Rusell’s Paradox Reversed
Bertrand Russell once wrote to the eminent mathematician and philosopher
Gottlob Frege to ask him how his system would handle the set of all sets that are not members of themselves.
Frege famously wrote this in the epilogue to the second volume of Basic Laws of Arithmetic:
A scientific writer can scarcely encounter anything more undesirable than, after completing a work, to have one of the foundations shaken. I became aware of this situation through a letter from Mr. Bertrand Russell as the printing of this volume neared completion.
In fact, today Frege is perhaps better remembered for this failure than for all his other work combined. At least this was an interesting mistake that taught mathematicians something. It’s much worse to publish a two-volume 500 page proof only to have an undergraduate notice an obvious mistake on page 2.
Russell’s paradox is a simple way of expressing the statement, “This statement is false” into the set theory Frege had laid out. It’s commonly responded to by removing the Principle of Unrestricted Comprehension, as well as some other changes eventually made in Zermelo-Fraenkel set theory instead of what mathematicians now call naive set theory. How successful this is I’m not sure since Godel’s Theorem still applies, even with ZF. Regardless, today I found myself thinking of an alternate problem with the Principle of Unrestricted Comprehension. What about the set of all sets that do contain themselves?
Let \(\Phi\) be the set of all sets that do contain themselves. Is \(\Phi\) a member of \(\Phi\)? If \(\Phi\) contains itself, then it is a member of itself and thus contains itself. Everything’s copacetic.
But now suppose \(\Phi\) does not contains itself. Then it is not a member of itself and thus does not contain itself. Everything’s still copacetic. So which is it?
I can’t see a way to resolve this. Pick either one as a postulate, and everything still works. It seems that not only does the Principle of Unrestricted Comprehension lead to Russell’s Paradox and is thus inconsistent. It also can’t handle the question of whether \(\Phi \in \Phi\). Double whammy.
ZF handles the problem by not allowing sets to be members of themselves, so within ZF set theory you can’t even mak this statement and the concern does not arise.

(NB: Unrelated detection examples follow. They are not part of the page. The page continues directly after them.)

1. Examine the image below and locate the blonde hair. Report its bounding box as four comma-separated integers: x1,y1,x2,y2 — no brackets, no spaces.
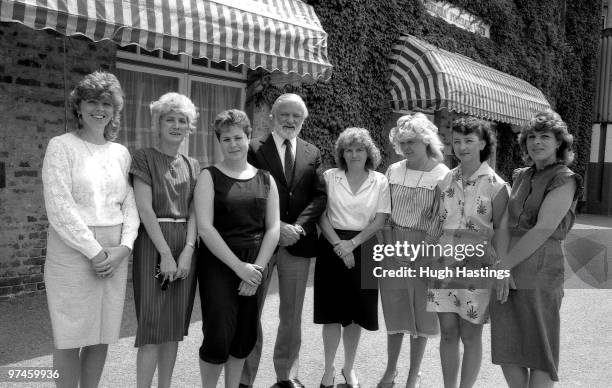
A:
68,71,123,141
149,92,198,133
389,113,444,162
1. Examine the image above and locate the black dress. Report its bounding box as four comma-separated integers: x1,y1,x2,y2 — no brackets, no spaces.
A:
490,163,582,381
198,166,270,364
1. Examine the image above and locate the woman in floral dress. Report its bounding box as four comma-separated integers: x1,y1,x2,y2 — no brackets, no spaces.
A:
427,118,508,387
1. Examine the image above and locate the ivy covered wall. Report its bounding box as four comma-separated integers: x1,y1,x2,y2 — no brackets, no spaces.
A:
247,0,601,176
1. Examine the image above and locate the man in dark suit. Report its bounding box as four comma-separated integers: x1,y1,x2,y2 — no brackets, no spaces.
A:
240,93,327,388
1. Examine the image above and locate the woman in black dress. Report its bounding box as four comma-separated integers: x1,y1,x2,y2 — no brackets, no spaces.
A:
130,93,200,388
490,111,582,387
195,109,280,388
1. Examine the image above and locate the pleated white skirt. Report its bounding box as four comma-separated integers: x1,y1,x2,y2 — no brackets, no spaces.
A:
45,225,128,349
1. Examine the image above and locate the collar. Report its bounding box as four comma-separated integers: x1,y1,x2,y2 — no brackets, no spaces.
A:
272,131,297,153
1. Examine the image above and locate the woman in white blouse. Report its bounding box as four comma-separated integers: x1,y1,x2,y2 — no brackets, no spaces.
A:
42,72,140,387
314,128,391,387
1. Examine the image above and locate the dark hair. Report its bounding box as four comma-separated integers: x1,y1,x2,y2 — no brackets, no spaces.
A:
453,117,497,162
213,109,253,140
334,128,380,170
68,71,123,140
519,109,574,165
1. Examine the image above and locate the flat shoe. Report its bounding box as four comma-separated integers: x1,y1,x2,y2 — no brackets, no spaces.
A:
376,370,398,388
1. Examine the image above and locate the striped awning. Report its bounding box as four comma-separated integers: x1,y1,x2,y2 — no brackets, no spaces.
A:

A little digging shows others have noticed this, going back quite a while. In logic this becomes, “This sentence is true” which can be either true or false, and which Saul Kripke called “ungrounded”. The set of all sets that contain themselves is also an example of a “reflexive” or “non-well-founded set” which I had never heard of before today, but which apparently has applications in computer science.